National Museum of Health and Medicine, Walter Reed Medical Center

Where: Washington D.C.

Getting In: General Public welcome.

The Walter Reed Medical Museum used to be right next to one of the Smithsonian buildings. Some suspect that people accidentally wandering into Walter Reed’s ‘elephantiasis of the genitals’ exhibit were the source of those “the Smithsonian had John Dillinger’s 20-inch penis in a jar” rumors. After moving across town, the Walter Reed Museum has reportedly tried to make their exhibits more family oriented, All the good stuff is now in the back room and you need special permission to see it. They apparently still have “conjoined twins” in a jar, however.

Hunterian Museum, Royal College of Surgeons

Where: London

Getting In: Bring a doctor. They are strict.

This is supposed to be one of the best and is reputed to contain the Elephant Man’s bones.

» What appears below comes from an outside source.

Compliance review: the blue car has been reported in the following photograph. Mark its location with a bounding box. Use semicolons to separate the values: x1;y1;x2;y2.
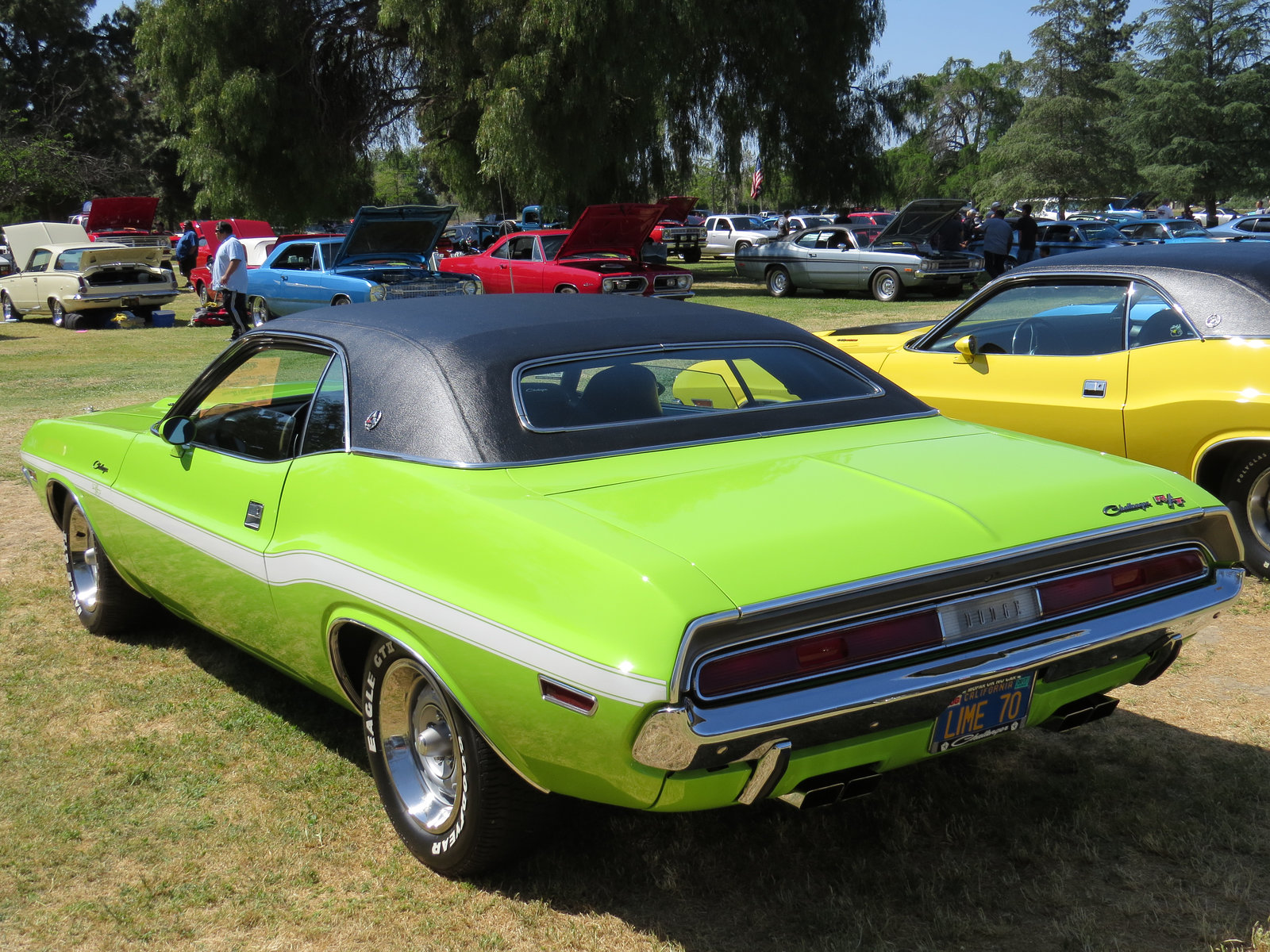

Here are some other museums of interest:

Morgue Museum

Room 601, Office of the Chief Medical Examiner of New York, New York City

Rumored Contents: Cyclops fetus, eight-pound heart, mummified babies, other atrocities

Wayne County Morgue Museum

Detroit Michigan

Rumored Contents: Shriveled heads and penises, gouged skulls, mummified hands.

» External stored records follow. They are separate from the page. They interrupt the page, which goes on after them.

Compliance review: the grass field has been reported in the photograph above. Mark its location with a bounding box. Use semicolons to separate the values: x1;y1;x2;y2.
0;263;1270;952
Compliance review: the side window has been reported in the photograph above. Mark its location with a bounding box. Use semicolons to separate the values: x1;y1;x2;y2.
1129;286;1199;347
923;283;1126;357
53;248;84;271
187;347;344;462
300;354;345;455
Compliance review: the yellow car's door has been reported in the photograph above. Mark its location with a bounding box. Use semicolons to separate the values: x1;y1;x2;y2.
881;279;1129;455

Anatomy Museum (Anatomisch Sammlung)

Basel, Switzerland, Pestazzistrasse 20

Rumored Contents: Very old fetuses and skeletons

Kulturama

Zurich, Switzerland, Espenhofweg 60

Rumored Contents:

Painted and posed skeletons, preserved embryos and organs, birth-control display

Kunstkammer Section of St. Petersburg Museum

St. Petersburg, Russia

Rumored Contents: Collection of Peter the Great – One-eyed baby, four legged rooster, pickled child’s arm holding a human eyeball

Thanks to Ray Nelke and Collectors of Unusual Data International, Anneli S. Rufus and Kristan Lawson for Europe Off the Wall and Roadside America.

Postscript

I’m not sure what the publication date of the original Nose issue was, I suspect it would have been in the early part of 1994. Strangely, I hardly remember the trip to the museum, except for the encounter with the doctor that Tim mentioned! So much happened in so little time when I was on the sideshow that truly amazing things began to be taken for granted. Anyway, here are two photos that I took inside the Vrolik before being told to stop:

James Mundie was recently granted access to several museum including the Vrolic, and uploaded a number of genuinely outstanding photographs to his Flickr stream.